There are differences between tail -F and tail -f.
tail -f will continue reading a file for as long as possible, but if that file is renamed underneath it, then tail won't know and you will be wondering why you don't see anymore log lines being output to your terminal.
tail -F checks to see that the file we opened is still in the same ___location as before, so if the file is renamed underneath us, and a new file is created in its place (think log rotation) then it will open that new file and continue outputting data to its standard out.

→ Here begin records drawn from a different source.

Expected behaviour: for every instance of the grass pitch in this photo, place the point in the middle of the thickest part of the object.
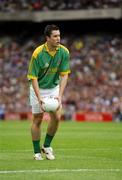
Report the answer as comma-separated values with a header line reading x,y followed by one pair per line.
x,y
87,151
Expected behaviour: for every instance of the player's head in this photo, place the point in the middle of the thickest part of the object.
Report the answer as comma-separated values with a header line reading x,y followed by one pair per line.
x,y
52,34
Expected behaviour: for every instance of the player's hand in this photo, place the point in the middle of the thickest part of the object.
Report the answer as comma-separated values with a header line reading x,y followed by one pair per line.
x,y
41,102
60,101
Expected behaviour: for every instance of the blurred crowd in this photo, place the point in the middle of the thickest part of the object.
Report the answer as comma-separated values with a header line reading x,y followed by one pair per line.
x,y
95,83
44,5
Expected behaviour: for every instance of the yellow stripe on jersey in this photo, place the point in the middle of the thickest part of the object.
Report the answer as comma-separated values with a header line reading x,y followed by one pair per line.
x,y
64,47
37,50
34,55
64,73
31,77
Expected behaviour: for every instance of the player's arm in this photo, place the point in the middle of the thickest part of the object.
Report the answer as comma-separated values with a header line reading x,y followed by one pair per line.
x,y
63,83
36,89
33,77
64,71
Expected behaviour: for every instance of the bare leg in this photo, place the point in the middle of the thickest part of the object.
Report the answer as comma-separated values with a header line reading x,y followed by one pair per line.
x,y
35,132
54,122
35,127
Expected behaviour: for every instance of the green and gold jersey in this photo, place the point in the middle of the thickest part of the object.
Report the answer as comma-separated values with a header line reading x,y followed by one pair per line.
x,y
47,66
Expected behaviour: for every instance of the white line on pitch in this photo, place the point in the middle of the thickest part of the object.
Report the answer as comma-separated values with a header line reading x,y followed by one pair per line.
x,y
59,171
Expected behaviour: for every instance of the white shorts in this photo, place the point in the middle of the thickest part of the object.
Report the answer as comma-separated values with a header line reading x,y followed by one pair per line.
x,y
54,92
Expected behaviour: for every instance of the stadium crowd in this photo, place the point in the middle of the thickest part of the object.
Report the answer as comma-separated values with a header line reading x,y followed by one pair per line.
x,y
95,83
44,5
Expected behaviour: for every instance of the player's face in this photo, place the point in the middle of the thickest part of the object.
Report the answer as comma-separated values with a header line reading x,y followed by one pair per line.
x,y
54,38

I wish there was a tail -f <wildchar> that follow even if new files are created that match. my systems timestamp their logs by hour, and more than once I've been confused as to why the app just "stopped" just to realize that it's five past.
I am on my phone now (and, while its heart is a Linux kernel, it doesn't have a terminal, bash or tail. Maybe if you don't expand the wildcard tail will detect new files.
I think it would be wonderul if everyone started logging to twitter.
Then you can just follow each machine to get a read of its logs... or, at least pipe the output of LogWatch or something like it to twitter.
Maybe for 4/1/2012 - we should organize all sys admins to output logs to twitter randomly choosing @jack or whomever else and flood them with @ log bursts...
Using non-blocking IO is a solution, but then when the fd is unwritable for a while, you buffer data and your machine runs out of memory. So also not good.
I'm a big fan of the strategy Varnish uses. It mmaps a block of memory, and then treats it as a ring buffer. A separate program can connect to this and read the logs to a file or a pipe, but if that program fails, you don't stop serving web pages. As long as allocated memory doesn't randomly disappear and the Universe doesn't implode, logging adds no overhead or risk of failure to your app.
Logs are essential, but I don't necessarily want a failure in the logging system to break my app. When you use files or pipes, you run this risk.